Some examples of the Peer to Peer loans made by the UK Government include:
- Bramley & Gage, a manufacturer of gin and fruit beverages which is based in Bristol. The founders began making liqueurs over 20 years ago on a fruit farm in South Devon. The company borrowed £25,000 from 248 people in the UK (including the UK Government), in order to acquire a new gin still which would be used to increase the company’s productive capacity.
- Moo Free Chocolate, a Reading-based company which is widely regarded as a world-leading manufacturer of dairy-free, gluten-free and organic chocolates, borrowed £60,000 from the UK Government via Peer to Peer lending so that it could acquire new machinery and ingredients, in order to increase production.
- The UK Government also lent to Kaizen, a luxury furniture manufacturer who turned to Peer to Peer lending to borrow £100,000 in order to expand.
At the point that the UK Government announced publicly that it had chosen to lend an additional £40 million through Peer to Peer lending, Vince Cable, the Business Secretary, stated that:
“The Business Bank is helping to support serious volumes of lending to small and medium sized businesses through new finance providers. Too much business lending is concentrated in the big banks and, if we’re to have a properly functioning business lending market, they need to be challenged by new banks, peer-to-peer lenders and other alternative providers.”
What is the British Business Bank?
British Business Bank PLC is a Government-established, UK state-owned bank which was launched by the David Cameron’s Conservative government on 1st November 2014.
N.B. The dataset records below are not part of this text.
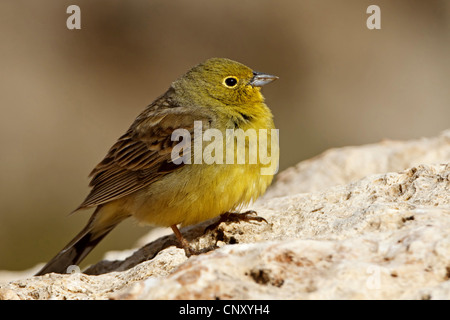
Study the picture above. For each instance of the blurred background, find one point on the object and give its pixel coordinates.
(67, 95)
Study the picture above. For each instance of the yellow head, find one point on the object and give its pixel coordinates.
(220, 82)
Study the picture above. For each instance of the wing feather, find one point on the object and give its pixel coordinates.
(143, 154)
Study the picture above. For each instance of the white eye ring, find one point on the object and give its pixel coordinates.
(230, 81)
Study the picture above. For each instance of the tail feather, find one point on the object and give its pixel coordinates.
(81, 245)
(74, 253)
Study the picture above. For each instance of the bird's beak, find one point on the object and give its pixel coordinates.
(260, 79)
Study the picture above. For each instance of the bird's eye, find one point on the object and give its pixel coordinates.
(230, 81)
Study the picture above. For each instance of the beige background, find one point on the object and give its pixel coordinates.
(65, 96)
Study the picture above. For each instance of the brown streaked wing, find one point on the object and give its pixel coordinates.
(143, 154)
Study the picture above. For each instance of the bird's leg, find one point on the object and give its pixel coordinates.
(236, 217)
(184, 243)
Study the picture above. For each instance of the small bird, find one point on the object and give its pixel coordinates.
(140, 176)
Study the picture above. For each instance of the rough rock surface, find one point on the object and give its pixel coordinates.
(384, 236)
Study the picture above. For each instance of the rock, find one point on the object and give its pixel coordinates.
(344, 165)
(384, 236)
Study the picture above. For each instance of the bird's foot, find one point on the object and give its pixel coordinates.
(247, 216)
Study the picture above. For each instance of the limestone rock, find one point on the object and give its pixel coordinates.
(384, 236)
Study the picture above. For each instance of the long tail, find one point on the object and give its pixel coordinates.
(77, 249)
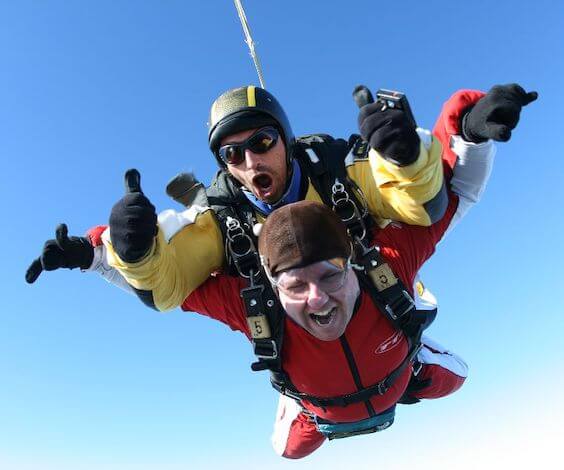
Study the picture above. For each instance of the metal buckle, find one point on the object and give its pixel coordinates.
(382, 388)
(410, 301)
(263, 356)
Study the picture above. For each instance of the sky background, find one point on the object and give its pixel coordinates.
(90, 379)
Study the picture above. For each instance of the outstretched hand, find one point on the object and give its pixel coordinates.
(61, 252)
(496, 114)
(389, 131)
(133, 221)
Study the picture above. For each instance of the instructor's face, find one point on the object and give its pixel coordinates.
(263, 174)
(316, 298)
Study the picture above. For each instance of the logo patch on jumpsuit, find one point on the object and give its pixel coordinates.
(389, 343)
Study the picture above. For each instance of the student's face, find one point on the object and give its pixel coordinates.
(320, 297)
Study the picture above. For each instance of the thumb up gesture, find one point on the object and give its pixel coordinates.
(133, 221)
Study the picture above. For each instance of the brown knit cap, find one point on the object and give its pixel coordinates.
(300, 234)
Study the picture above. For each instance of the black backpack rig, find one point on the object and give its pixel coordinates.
(323, 161)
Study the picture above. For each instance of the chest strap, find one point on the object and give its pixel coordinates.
(379, 388)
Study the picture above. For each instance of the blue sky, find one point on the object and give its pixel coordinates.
(91, 379)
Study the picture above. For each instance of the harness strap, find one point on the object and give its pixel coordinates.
(365, 394)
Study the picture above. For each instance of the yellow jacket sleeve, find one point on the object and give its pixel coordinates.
(187, 249)
(413, 194)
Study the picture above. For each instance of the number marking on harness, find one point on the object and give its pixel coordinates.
(259, 327)
(383, 277)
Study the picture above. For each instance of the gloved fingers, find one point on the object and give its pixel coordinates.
(34, 270)
(516, 93)
(53, 257)
(523, 98)
(530, 97)
(132, 181)
(499, 132)
(61, 236)
(370, 109)
(362, 96)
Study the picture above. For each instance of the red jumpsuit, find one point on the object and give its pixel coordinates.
(370, 347)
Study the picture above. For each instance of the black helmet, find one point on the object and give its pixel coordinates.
(245, 108)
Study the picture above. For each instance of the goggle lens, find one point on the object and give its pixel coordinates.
(260, 142)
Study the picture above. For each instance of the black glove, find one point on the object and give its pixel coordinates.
(62, 252)
(133, 221)
(496, 114)
(389, 131)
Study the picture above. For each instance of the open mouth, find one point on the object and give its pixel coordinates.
(323, 318)
(263, 182)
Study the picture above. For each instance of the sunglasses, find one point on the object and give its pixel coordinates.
(260, 142)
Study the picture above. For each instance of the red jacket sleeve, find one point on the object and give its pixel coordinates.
(407, 247)
(219, 298)
(448, 123)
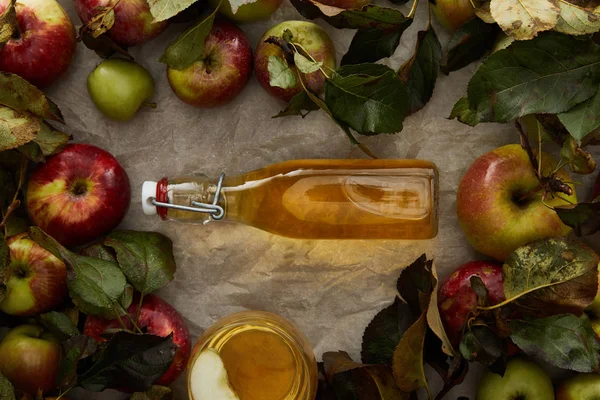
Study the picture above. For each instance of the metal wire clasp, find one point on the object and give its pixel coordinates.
(215, 210)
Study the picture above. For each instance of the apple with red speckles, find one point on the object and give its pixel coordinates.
(78, 194)
(456, 298)
(501, 205)
(312, 38)
(134, 24)
(42, 47)
(37, 281)
(221, 74)
(160, 319)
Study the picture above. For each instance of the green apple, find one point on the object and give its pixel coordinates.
(580, 387)
(523, 380)
(499, 204)
(250, 12)
(30, 358)
(314, 40)
(37, 281)
(120, 87)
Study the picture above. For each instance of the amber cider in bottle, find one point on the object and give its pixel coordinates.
(311, 199)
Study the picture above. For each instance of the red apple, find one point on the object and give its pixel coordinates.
(452, 14)
(221, 74)
(37, 282)
(30, 358)
(456, 298)
(250, 12)
(500, 206)
(133, 21)
(160, 319)
(314, 40)
(79, 194)
(43, 46)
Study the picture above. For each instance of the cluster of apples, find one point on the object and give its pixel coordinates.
(77, 196)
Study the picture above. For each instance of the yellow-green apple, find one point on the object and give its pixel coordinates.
(456, 298)
(354, 4)
(249, 12)
(160, 319)
(452, 14)
(79, 194)
(134, 24)
(120, 87)
(523, 380)
(37, 282)
(580, 387)
(312, 38)
(221, 74)
(43, 45)
(30, 358)
(500, 205)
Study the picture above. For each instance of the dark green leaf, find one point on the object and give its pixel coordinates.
(544, 77)
(552, 275)
(154, 393)
(95, 285)
(189, 46)
(565, 341)
(146, 258)
(17, 93)
(420, 72)
(7, 391)
(131, 361)
(300, 104)
(384, 332)
(584, 218)
(583, 118)
(369, 98)
(75, 349)
(59, 324)
(469, 43)
(481, 344)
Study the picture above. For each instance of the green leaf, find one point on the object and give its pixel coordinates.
(16, 128)
(189, 46)
(154, 393)
(131, 361)
(583, 118)
(162, 10)
(565, 341)
(95, 285)
(551, 276)
(579, 160)
(146, 258)
(352, 380)
(468, 44)
(305, 65)
(384, 332)
(51, 141)
(17, 93)
(7, 391)
(59, 324)
(369, 98)
(280, 74)
(544, 77)
(301, 104)
(75, 349)
(420, 72)
(584, 218)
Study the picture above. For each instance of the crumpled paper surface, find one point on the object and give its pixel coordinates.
(329, 289)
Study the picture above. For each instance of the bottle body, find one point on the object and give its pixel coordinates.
(321, 199)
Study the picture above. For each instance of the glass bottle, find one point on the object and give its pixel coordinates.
(310, 199)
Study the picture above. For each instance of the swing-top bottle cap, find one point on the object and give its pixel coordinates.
(149, 194)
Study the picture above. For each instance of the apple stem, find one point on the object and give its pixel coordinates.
(149, 104)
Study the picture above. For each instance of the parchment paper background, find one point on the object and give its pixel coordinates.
(330, 289)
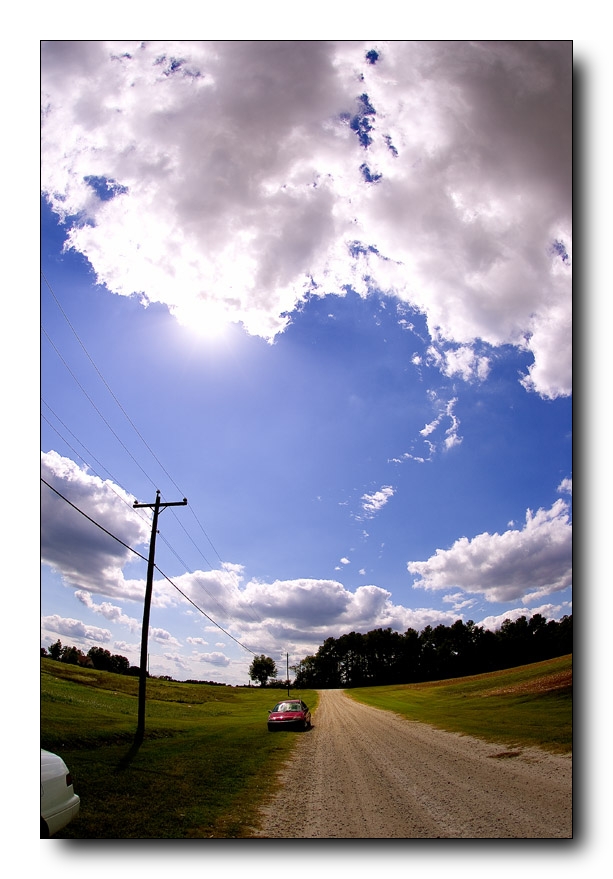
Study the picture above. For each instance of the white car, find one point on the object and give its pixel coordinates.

The bank was formed and ultimately launched with the sole intention of increasing the availability of credit (i.e. the availability of borrowing facilities) to the UK’s 5.2 million small and medium enterprises (SMEs). The bank’s lending efforts were also to be bolstered by a secondary offering, that of SME business advice and support.
Based in Sheffield, the bank is in effect a subsidiary of the Department for Business Innovation and Skills (BIS).